Notably, the breach likely occurred through compromised delegated accounts, which have since been disconnected. ZKsync noted that all malicious tweets have been deleted, and an internal investigation is underway.
The ZKsync and Matter Labs X accounts are fully back in the control of the team. We’re looking into how the accounts were hacked, and believe it was through compromised delegated accounts.
All delegated accounts and connected apps have been disconnected, and we’ve deleted any…
However, a follow-up post from a ZKsync-affiliated developer account later warned that the accounts were still compromised, urging users not to interact. This has raised fresh concerns about whether full recovery was actually achieved at the time of the initial statement.
The attackers initially used the hacked accounts to stir panic. In one now-deleted post, they falsely claimed ZKsync was under investigation by the U.S. Securities and Exchange Commission and warned of possible sanctions from the Treasury Department.
Market commentators like g8keep co-founder Harrison Leggio suggested the MOVE was a deliberate attempt to crash ZKsync’s token price.
“Instead of dropping a token and stealing a few bucks they decided to scare the living shit out of onchain degens,” he wrote in an X post following the attack.
Shortly after, the hackers published a second post promoting a fake ZK token airdrop, which included a phishing LINK designed to drain users’ wallets. The post was live for a few minutes before the team managed to take it down.

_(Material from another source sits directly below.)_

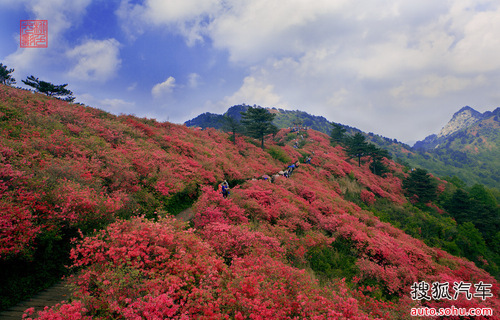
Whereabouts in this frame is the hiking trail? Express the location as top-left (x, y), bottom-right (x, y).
top-left (0, 153), bottom-right (310, 318)
top-left (0, 280), bottom-right (71, 319)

🚨 @zksync was compromised and posted phishing tweets. Stay alert! ⚠️ pic.twitter.com/TikMR78Py2
— Scam Sniffer | Web3 Anti-Scam (@realScamSniffer) May 13, 2025While it’s still unclear how many users may have clicked the link, ZKsync has yet to confirm whether any losses were reported.
At the time of writing, ZK token was down over 5%, trading around $0.07, according to CoinGecko. The drop followed a dip of roughly 2% right after the fake SEC warning went live.
For ZKsync, the attack comes less than a month after another major security lapse. On April 15, an attacker exploited admin access to the platform’s airdrop distribution contract and minted 111 million unclaimed ZK tokens, worth approximately $5 million at the time.
The attacker later returned 90% of the stolen tokens, keeping the remaining 10% as a self-declared bounty. That exploit occurred during the ongoing distribution of 17.5% of ZK’s total token supply to ecosystem participants.
Although most of the funds were returned, the back-to-back breaches have raised questions about the platform’s internal security processes.